I've considered the .35mm nozzle diameter, rather than .5mm could contribute here - the PLA needing to be warmer/more flexible to squeeze down through it from 3mm, contributing to needing a higher temp, contributing to the springiness problem. I chose .35mm hoping to work more detail, after having read of folks using that size successfully, and most of the people recommending against it sounding more along the lines of "I did .5mm and it worked great" than "I did .35mm and it didn't work well, so I switched to .5mm and it's great." I also figured it would be easy enough to drill the nozzle out to .5mm, as opposed to buying another nozzle to try going down to .35mm later.

Any other advice on things to tweak to improve print quality based on these images would be greatly appreciated as well.

Thanks!
Attachments:
open | download - Pyramid_210.jpg (126.9 KB)
open | download - Pyramid_220.jpg (127 KB)
open | download - JHead_Thermal_Cropped.jpg (39.6 KB)
fks
Re: Start/Stop extrusion delays - advice?
January 12, 2012 02:13AM
Increasing travel speed might help.
What about retraction ?
Re: Start/Stop extrusion delays - advice?
January 12, 2012 08:08AM
You don't say what speed you are printing

It's quite hard for Slic3r to do that pyramid as it will be too fast at the top.

But to help the stringing issue-

For a print speed of about 50mm/sec
Have reverse speed set to 30mm/sec and 1.2mm filament reverse
Travel speed of 150+

Let us know how that prints


[richrap.blogspot.com]
Re: Start/Stop extrusion delays - advice?
January 25, 2012 12:14PM
220º is pretty hot for PLA. Unless you have a fan pointed at the print, the layers aren't going to cool properly. It also looks like your retraction settings aren't aggressive enough, which is contributing to the stringing. RichRap's advice is good. I'd start again with a slow speed (30 mm/sec), a normal temperature (185º), and RichRap's retraction settings and try again. Then increase the speed slowly until you've got it going at a good clip.
Re: Start/Stop extrusion delays - advice?
February 12, 2012 01:52PM
I also have 0.35mm nozzle on my extruder (MakerGear hotend). I have similar issue but not exactly the same. If there is pause in printing it starts to extrude plastic with delay. I solved that issue on beginning on print enabling skirt, but id does not solve delay in print. For example I tried to print 2 pulleys for reprap prusa metric and almost fully miss a tooth at the place where extruder starts after it is moving between parts.
So I ordered 0.5mm nozzle already (even 0.75 to try) and I hope that will solve the problem.

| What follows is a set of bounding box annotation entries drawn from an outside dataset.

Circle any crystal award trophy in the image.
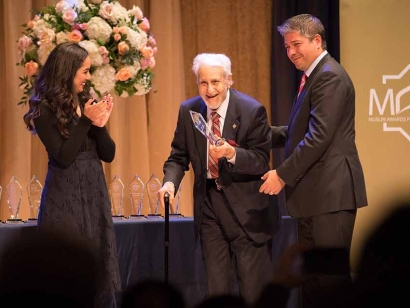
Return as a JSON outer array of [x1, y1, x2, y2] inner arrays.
[[6, 175, 23, 223], [108, 175, 124, 219], [27, 175, 43, 221], [189, 110, 225, 145], [128, 174, 145, 218], [145, 174, 161, 217]]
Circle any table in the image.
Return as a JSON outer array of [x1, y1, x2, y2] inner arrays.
[[0, 216, 297, 307]]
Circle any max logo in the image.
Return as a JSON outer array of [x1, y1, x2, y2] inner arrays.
[[369, 64, 410, 141]]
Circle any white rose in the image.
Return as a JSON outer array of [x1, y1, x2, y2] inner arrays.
[[37, 44, 56, 65], [78, 40, 103, 66], [56, 31, 68, 45], [85, 17, 112, 44], [91, 64, 115, 93]]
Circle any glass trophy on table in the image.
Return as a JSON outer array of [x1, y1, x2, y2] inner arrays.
[[27, 175, 43, 221], [128, 174, 146, 219], [189, 110, 225, 146], [6, 175, 23, 224], [145, 174, 161, 218], [108, 175, 125, 220]]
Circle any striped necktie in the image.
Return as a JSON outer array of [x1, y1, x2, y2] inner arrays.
[[297, 73, 306, 97], [208, 111, 221, 179]]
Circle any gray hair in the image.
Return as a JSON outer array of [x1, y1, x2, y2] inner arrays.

PS Actually I would take it back. After enabling extruder retraction and tuning it I got very good results.

Edited 1 time(s). Last edit at 02/12/2012 08:15PM by rGlory.
Re: Start/Stop extrusion delays - advice?
February 14, 2012 05:06PM
Wow, thanks for the excellent replies.

All my attention got whisked away from printing to help launch a new company. I'm trying to get some time back on to tweaking on the printing.

I increased retraction, with no great improvement, but will play some more with that.

I figured with .35mm if I end up not being happy, It'll be easy to dill it out to .5mm, or pick up another J-Head.

Thanks again!
Re: Start/Stop extrusion delays - advice?
April 29, 2012 05:30PM
Following up from the "you're printing too hot" comments. I had a similar issue; I had turned the temperature right up because otherwise I didn't get consistent flow.

I found that the better way of solving this was to get the bed *really* level and to get it to just the right height where the plastic touches the bed as soon as it comes out but doesn't get smudged. In this way, the adhesion of the plastic to the bed means that the plastic is getting pulled out, and you get a more consistent line at lower temperatures.